One of the primary risks with a horizontal feature like Data Spaces or Data Governance is regression, especially when introducing object-, field-, and record-level policies on top of existing logic. To mitigate this risk, several strategic steps were implemented.
First, a shared testing framework was created, with each participating team responsible for writing and owning tests for their specific functionality. This ensured comprehensive test coverage across microservices, user interface layers, and Data Cloud APIs, without assuming automatic protection from other systems.
Second, significant investment was made in automated performance testing. Each new governance rule, particularly those involving large metadata sets or complex policy evaluations, was rigorously validated across various org sizes. These tests were repeatable runs against synthetic orgs designed to simulate the most challenging scenarios.
Finally, key components of the user interface were re-architected to address rendering bottlenecks that only became apparent at large scale. The layout was refactored to enhance response time, and aggressive caching and in-depth query optimization were implemented to ensure customers would not experience the burden of the underlying policy stack.
The key takeaway is that integrating layered security into an existing platform requires comprehensive testing and shared responsibility.
Sapna explains why engineers should join Salesforce.
How do you manage challenges related to scalability in Data Governance?
Scalability remains an ongoing engineering challenge, especially as we support orgs with 10,000+ objects, including DLOs, DMOs, and CIOs, and all combinations of metadata and data interactions.
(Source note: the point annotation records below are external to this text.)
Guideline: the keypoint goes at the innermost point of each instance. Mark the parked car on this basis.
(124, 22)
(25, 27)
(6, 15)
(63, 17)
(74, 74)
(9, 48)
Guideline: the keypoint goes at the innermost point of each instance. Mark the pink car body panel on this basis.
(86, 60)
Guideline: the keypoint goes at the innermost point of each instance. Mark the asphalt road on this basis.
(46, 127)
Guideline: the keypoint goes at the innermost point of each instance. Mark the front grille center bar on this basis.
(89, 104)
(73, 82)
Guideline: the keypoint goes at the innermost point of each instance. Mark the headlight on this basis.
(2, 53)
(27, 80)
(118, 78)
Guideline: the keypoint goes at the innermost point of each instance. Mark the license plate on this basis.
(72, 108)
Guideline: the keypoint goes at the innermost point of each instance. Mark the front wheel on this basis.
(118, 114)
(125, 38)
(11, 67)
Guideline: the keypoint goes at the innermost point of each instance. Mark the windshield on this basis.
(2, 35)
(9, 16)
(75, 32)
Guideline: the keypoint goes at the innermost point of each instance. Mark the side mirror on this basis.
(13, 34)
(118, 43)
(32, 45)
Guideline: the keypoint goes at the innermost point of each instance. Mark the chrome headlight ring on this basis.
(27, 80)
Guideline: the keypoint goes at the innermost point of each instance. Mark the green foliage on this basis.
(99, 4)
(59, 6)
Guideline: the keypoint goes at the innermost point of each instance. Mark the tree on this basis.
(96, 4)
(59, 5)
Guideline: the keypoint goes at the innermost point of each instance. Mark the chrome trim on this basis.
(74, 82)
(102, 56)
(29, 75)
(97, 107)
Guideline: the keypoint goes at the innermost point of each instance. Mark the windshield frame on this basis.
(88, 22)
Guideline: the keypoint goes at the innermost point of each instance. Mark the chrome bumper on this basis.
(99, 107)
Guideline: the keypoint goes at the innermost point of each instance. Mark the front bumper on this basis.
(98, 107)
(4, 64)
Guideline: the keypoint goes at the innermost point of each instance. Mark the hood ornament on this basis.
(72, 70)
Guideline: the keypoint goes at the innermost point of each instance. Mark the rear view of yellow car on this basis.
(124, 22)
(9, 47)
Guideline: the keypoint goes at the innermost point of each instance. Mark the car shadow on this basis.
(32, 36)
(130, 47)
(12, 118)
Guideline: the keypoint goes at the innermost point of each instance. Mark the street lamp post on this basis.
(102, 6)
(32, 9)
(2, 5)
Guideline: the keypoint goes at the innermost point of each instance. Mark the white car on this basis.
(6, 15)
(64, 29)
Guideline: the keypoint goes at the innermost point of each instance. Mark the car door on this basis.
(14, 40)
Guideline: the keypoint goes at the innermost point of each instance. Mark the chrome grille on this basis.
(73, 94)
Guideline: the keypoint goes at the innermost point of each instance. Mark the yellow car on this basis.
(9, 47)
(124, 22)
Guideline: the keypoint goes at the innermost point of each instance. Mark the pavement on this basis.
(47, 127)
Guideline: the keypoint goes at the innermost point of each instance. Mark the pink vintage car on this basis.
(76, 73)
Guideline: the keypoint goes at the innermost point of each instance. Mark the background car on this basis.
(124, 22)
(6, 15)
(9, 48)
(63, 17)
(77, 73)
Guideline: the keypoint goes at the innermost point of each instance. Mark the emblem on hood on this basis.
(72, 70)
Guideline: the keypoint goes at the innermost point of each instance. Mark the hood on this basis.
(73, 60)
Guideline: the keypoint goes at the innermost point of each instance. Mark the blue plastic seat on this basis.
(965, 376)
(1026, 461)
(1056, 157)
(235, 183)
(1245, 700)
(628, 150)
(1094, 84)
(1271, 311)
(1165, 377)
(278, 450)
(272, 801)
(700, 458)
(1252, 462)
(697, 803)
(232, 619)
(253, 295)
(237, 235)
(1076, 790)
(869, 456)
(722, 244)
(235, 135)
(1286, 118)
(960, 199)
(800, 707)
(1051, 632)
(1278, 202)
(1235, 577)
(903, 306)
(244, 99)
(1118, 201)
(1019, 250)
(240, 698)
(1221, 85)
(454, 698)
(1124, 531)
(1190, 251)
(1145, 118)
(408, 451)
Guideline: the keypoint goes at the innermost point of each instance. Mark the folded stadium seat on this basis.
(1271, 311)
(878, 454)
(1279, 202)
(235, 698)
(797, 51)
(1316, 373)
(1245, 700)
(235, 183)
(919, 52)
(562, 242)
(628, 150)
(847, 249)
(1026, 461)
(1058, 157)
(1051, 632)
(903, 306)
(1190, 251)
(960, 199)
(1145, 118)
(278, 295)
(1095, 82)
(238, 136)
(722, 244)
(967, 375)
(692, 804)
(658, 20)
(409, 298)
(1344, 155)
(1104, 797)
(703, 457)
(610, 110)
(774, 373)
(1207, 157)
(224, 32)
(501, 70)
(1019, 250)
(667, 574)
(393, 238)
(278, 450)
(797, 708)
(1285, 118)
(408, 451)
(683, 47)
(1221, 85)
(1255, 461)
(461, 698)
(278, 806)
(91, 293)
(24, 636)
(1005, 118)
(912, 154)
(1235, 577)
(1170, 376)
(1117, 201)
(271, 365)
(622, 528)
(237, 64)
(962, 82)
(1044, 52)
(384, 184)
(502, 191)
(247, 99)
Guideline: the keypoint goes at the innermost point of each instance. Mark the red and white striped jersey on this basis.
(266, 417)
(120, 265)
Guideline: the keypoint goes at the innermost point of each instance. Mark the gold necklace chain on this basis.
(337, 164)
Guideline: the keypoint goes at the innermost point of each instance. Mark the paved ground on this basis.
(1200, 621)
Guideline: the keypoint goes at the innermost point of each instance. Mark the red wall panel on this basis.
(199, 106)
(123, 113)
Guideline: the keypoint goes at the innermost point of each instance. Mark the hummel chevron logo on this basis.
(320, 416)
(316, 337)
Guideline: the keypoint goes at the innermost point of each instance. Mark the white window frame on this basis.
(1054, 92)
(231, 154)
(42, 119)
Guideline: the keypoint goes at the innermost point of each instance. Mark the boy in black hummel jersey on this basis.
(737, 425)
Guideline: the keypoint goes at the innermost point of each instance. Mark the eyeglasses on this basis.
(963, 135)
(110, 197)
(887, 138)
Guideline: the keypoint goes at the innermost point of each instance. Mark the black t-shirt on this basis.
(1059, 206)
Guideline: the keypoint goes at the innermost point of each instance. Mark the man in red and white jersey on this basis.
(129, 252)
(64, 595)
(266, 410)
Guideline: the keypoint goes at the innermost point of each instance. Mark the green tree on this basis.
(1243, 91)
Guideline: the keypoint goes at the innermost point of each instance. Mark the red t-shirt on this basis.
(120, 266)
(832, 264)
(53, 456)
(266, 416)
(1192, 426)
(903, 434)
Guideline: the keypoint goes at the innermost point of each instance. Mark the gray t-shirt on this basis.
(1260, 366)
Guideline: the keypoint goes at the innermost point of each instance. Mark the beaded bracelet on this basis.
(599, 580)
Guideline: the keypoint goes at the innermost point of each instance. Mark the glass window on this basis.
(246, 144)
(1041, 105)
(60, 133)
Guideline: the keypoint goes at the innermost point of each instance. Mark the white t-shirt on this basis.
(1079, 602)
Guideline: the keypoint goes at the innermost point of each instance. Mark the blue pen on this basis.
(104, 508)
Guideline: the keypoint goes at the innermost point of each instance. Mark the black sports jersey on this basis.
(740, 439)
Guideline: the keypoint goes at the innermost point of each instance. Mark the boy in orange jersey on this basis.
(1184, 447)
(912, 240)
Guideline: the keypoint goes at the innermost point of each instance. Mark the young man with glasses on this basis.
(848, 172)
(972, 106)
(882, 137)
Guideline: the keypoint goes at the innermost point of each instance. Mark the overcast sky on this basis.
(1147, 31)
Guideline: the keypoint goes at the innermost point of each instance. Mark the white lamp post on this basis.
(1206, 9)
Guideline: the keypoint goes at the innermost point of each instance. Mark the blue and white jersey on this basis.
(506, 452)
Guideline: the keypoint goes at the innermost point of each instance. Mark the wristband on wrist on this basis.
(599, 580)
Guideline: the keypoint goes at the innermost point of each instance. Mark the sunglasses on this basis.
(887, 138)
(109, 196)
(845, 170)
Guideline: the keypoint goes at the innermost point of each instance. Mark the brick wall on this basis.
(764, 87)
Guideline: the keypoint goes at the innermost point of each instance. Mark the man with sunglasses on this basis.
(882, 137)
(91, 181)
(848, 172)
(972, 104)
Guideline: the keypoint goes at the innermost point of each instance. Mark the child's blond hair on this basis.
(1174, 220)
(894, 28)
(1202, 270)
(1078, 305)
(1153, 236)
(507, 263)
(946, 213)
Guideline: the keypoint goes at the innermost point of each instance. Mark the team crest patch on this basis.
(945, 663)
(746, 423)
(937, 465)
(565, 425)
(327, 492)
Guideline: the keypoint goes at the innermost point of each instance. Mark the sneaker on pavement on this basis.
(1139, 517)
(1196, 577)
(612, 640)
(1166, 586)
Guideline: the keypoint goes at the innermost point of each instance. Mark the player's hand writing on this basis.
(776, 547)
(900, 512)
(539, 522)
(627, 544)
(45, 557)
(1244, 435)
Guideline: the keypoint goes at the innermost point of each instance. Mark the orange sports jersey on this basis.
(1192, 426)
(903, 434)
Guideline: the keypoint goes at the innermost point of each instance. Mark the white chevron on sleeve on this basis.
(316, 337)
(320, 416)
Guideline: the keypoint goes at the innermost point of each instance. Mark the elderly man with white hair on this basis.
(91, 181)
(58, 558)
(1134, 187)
As Data Cloud continues to grow, we anticipate orgs with 100,000 objects spread across 100+ data spaces in the near future.
To address these challenges, significant work has been done. Caching strategies have been enhanced at multiple layers—platform, database, and microservices — to minimize database hits. Data fetching from Iceberg, the storage layer, was optimized, and multi-threaded operations were revised to increase the number of parallel threads in certain services, speeding up processing while maintaining healthy CPU and memory utilization.
The user interface for governed objects was also redesigned to address rendering bottlenecks. Certain layout decisions were causing unnecessary load, especially when layered policies needed to be evaluated before displaying results.
Ultimately, scalability is treated as a primary constraint, not just a performance enhancement, and this assumption is revisited with every change in usage patterns.